# Can I pull a horse trailer?



## RosieAndLily (18 January 2009)

Hi
Please help!
I have a normal driving license and would like to know if I can pull a trailer with it? or do I need a HGV license?
Please help asap
Rosie


----------



## emilyw (18 January 2009)

if you passed your test before 1997 then you can tow horses but if not you have to take a b+e test (not a HGV test)


----------



## RosieAndLily (18 January 2009)

Thanks emilyw But what is a b &amp; e test?


----------



## checkmate1 (18 January 2009)

If you passed your driving test after 1997 you have to take the b+E test  (can't remember what it stands for) to enable you to tow anything over 3.5t, basically this means any horse trailer and car combination as when you have horse and tack and car combined it usually is over 3.5t. You can tow if you have a qualified person sat beside you (i.e someone who has taken the test for an experienced tow-er who passed pre-1997)


----------



## alsxx (18 January 2009)

You would either need to take a test or tow a combination where the vehicle MAM (Maximum authorised mass) and trailer MAM do no exceed 3.5t and the MAM of the trailer does not exceed the kerb weight of your towing vehicle.
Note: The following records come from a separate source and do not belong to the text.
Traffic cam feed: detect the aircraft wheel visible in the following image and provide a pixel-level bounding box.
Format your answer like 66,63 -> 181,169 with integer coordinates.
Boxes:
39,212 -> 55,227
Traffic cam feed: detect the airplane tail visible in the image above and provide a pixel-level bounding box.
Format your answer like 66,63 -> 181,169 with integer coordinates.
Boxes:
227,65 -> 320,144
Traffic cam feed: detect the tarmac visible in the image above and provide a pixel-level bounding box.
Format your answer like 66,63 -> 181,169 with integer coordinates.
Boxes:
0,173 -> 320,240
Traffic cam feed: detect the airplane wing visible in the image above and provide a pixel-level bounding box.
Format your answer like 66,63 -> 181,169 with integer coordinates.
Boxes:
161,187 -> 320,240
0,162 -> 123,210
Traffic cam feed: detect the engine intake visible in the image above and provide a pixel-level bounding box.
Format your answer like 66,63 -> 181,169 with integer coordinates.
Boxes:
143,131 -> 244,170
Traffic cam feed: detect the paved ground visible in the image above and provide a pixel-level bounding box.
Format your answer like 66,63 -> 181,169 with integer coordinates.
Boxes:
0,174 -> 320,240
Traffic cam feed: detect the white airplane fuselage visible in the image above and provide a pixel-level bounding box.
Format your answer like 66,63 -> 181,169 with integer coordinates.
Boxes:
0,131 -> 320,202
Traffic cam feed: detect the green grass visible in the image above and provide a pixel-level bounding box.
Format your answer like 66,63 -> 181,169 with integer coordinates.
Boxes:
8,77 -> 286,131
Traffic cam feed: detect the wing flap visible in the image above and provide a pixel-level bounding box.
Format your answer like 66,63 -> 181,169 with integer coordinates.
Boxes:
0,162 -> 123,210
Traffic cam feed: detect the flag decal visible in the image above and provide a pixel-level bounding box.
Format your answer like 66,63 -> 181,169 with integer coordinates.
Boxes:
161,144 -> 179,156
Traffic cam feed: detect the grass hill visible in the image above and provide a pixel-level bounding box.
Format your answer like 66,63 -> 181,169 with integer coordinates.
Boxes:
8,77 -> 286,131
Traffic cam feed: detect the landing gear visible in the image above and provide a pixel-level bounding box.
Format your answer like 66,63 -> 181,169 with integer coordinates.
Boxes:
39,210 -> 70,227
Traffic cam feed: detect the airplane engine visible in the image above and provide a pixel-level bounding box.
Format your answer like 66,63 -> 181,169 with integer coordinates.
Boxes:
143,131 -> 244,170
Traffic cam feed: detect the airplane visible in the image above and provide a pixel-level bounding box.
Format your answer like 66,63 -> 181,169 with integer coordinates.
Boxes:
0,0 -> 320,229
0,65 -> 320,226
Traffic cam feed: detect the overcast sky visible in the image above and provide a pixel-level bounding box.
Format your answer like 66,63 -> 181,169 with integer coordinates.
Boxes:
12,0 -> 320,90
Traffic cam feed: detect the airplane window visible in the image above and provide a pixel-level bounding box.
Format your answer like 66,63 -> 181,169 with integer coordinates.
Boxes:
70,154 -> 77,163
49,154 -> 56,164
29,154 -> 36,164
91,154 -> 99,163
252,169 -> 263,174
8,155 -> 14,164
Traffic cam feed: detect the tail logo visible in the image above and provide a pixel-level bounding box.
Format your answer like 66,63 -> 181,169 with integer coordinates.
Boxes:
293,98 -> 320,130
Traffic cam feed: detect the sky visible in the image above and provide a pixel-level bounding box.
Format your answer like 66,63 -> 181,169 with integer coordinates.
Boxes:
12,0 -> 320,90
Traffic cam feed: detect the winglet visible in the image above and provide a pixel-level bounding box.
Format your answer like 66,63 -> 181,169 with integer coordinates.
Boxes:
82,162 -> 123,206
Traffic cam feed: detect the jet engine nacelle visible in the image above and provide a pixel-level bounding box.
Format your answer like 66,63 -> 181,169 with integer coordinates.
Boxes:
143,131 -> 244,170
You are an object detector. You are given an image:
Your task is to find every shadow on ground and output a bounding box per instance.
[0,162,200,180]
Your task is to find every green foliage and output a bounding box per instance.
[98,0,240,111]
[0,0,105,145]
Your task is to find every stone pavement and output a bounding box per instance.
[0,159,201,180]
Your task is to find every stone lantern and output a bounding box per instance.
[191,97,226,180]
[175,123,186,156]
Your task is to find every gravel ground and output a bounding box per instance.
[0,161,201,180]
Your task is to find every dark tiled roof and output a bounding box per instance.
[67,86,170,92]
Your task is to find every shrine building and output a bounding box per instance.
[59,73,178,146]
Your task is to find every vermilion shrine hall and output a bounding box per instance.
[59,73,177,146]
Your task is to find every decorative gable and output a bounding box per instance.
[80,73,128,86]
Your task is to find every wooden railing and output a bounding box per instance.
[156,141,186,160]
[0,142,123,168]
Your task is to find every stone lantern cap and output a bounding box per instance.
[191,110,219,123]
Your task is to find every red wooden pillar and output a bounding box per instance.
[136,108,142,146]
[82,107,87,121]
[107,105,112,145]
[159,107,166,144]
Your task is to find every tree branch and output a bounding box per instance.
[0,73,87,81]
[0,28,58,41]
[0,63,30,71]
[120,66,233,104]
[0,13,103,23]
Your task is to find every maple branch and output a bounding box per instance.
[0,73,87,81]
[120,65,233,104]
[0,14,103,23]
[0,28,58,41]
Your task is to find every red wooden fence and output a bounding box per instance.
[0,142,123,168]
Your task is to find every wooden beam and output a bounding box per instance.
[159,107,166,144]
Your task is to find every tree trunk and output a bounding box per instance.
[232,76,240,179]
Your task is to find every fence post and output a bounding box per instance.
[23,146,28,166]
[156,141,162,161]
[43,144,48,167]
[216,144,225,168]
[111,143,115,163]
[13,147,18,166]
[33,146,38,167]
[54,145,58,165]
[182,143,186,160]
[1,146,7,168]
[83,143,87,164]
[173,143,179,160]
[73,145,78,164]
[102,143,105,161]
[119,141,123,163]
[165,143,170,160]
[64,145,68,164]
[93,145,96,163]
Or you could tow with L plates and someone with you and tow any vehicle-trailer combination.


----------



## xmoodyxmarex (18 January 2009)

If you passed before 1997 you are fine.

If you passed later you will have to take the B+E Trailer test. Alternatively, you can drive with L Plates with someone who has their trailer liscence as a passenger.


----------



## alsxx (18 January 2009)

Hopefully this will help, taken from the directgov website on driving categories:

Category B - Motor vehicles with a MAM not exceeding 3500kg having not more than eight passenger seats with a trailer up to 750kg. Combinations of towing vehicles in category B and a trailer, where the MAM of the combination does not exceed 3500kg and the MAM of the trailer does not exceed the unladen mass of the towing vehicle

Category B+E - Combinations of vehicles consisting of a vehicle in category B and a trailer, where the combination does not come within category B.
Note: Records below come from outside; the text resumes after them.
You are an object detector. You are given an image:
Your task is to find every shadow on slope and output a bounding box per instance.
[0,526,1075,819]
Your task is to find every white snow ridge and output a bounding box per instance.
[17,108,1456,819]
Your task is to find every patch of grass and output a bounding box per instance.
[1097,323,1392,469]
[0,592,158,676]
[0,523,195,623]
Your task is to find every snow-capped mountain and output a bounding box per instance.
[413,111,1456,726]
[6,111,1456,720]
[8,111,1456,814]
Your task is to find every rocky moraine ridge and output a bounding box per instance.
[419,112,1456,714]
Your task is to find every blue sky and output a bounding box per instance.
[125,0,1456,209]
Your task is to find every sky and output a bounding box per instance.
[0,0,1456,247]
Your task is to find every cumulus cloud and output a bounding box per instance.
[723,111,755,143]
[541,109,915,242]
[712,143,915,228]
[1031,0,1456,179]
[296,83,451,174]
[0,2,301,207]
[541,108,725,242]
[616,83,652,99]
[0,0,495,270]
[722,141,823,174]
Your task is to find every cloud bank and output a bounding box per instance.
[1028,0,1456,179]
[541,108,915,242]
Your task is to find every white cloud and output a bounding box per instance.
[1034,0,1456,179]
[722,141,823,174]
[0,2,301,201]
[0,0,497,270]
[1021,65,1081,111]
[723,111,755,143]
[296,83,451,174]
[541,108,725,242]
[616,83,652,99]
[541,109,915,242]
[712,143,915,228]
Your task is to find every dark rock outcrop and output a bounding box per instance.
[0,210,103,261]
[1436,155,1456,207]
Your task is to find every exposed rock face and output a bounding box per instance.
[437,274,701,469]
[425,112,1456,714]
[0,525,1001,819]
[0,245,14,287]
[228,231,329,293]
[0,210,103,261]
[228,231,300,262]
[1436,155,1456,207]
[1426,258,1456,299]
If it helps to give you an idea, I drive a RAV-4 which can tow up to a max of 1500kgs braked weight. Its kerb weight is 1310kgs, and its MAM is 1710kgs. I am going to buy (when horse is no longer broken!!!) a cheval liberte single horse trailer, which is plated (MAM) at 1200kgs (its unladen weight is just under 600kgs and my mare is 450kgs). So this means in total the MAM of vehicle and trailer comes to 2910kgs, well under the 3.5t, and the kerb weight of vehicle is more than the MAM of the trailer. Once I get my trailer I am going to have a couple of lessons. But this means I can tow without having the cost of taking the test and also if I were to take the test, it wouldn't actually benefit me as my car can only tow 1.5tonnes!!!


----------